Heartburn - Questions About

  1. What You Should Know:
    • Heartburn is common during pregnancy, especially during the second and third trimesters. It occurs when stomach acid backs up into the foodpipe (esophagus).
    • The medical term for heartburn is Gastro-Esophageal Reflux Disease (GERD).
    • What are the symptoms? The main symptom is a burning pain in the center of the lower chest. It can also cause a sour taste in the mouth or throat.
    • What makes it worse? Fatty or greasy foods, spicy foods, drinks that contain caffeine, mints, and chocolate can cause heartburn or make it worse. Eating too large a meal or lying down right after eating can cause heartburn.
  2. Prevention - Some General Tips:
    • Do not eat during the 2 hours before bedtime.
    • Eat smaller meals. Eat 4-6 smaller meals each day instead of larger meals.
    • Avoid any foods that make it worse. For example: fatty or greasy foods, spicy foods, drinks with caffeine, mints, and chocolate.
    • Sleep with your head elevated.

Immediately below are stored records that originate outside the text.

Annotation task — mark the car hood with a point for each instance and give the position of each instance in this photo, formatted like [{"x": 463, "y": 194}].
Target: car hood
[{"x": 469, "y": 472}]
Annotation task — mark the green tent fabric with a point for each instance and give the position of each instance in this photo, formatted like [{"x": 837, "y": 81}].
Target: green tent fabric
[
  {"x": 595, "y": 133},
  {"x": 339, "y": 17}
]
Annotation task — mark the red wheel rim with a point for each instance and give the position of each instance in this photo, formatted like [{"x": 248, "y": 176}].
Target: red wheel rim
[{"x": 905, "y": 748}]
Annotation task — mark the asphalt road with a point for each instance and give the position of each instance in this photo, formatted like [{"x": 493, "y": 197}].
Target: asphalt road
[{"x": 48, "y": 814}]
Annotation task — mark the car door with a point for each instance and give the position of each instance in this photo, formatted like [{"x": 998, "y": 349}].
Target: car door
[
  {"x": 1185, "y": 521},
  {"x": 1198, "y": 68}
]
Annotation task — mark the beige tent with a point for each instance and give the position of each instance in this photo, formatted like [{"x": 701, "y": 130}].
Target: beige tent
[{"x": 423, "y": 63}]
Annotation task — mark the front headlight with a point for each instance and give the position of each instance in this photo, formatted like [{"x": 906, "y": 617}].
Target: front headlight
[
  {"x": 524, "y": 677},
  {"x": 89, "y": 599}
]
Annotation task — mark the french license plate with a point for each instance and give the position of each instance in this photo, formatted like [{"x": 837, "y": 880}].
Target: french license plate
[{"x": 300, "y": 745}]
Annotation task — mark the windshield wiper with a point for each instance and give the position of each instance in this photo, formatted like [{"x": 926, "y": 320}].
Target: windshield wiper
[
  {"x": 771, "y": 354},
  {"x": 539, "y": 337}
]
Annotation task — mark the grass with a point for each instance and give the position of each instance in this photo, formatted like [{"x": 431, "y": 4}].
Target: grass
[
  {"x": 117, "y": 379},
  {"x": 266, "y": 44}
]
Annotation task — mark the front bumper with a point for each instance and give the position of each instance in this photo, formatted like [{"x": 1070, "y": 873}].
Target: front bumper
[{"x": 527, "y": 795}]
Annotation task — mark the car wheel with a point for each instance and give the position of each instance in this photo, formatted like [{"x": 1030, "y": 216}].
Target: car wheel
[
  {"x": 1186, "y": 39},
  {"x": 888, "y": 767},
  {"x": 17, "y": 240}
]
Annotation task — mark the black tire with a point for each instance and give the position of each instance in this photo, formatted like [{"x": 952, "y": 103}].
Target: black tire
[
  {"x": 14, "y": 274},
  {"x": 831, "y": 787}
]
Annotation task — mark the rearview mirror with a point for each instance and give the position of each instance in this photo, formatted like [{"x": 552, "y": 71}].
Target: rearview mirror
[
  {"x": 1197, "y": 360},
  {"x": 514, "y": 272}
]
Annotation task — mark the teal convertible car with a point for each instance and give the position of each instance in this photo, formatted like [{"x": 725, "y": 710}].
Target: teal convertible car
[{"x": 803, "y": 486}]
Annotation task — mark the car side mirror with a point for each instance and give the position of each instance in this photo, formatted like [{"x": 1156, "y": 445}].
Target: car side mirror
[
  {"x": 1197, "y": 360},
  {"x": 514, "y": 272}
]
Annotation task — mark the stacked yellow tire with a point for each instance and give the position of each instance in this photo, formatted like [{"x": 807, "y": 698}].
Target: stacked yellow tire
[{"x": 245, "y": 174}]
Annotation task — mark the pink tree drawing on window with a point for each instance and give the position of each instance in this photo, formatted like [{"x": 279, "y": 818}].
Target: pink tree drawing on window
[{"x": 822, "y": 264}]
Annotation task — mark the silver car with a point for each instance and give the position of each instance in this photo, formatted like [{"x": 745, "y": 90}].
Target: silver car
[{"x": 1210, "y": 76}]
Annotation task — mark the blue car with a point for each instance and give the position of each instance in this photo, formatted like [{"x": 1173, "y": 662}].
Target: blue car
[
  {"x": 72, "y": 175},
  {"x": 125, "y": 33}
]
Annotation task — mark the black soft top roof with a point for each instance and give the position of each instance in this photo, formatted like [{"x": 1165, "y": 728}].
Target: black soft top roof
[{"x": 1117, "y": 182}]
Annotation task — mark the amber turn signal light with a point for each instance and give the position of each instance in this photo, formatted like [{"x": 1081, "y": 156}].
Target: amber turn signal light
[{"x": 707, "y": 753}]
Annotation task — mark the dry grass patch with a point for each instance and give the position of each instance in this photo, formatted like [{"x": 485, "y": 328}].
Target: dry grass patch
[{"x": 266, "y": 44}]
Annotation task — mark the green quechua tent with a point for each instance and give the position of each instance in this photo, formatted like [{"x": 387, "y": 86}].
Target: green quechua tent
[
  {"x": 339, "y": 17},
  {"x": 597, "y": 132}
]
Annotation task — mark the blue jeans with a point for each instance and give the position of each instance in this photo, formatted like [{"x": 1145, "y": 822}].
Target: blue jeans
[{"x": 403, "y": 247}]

Gently prop your head and upper back up with a couple pillows at bedtime. Some women put wooden blocks or bricks (2-4 inches or 5-10 cm high) under the legs of the head of the bed.
  3. Medicines:
    • Talk to your doctor if the heartburn does not get better.
    • There are over-the-counter and prescription medicines that can help.
    • Read the instructions and warnings on the package insert for all medicines you take.
  4. Call Your Doctor If:
    • Severe stomach pain occurs
    • Stomach pain is constant and lasts more than 2 hours
    • Stomach pains come and go, and last more than 24 hours
    • Vaginal bleeding or spotting
    • You think you need to be seen
    • You get worse

And remember, contact your doctor if you develop any of the 'Call Your Doctor' symptoms.

Disclaimer: This information is not intended to be a substitute for professional medical advice. It is provided for educational purposes only. You assume full responsibility for how you choose to use this information.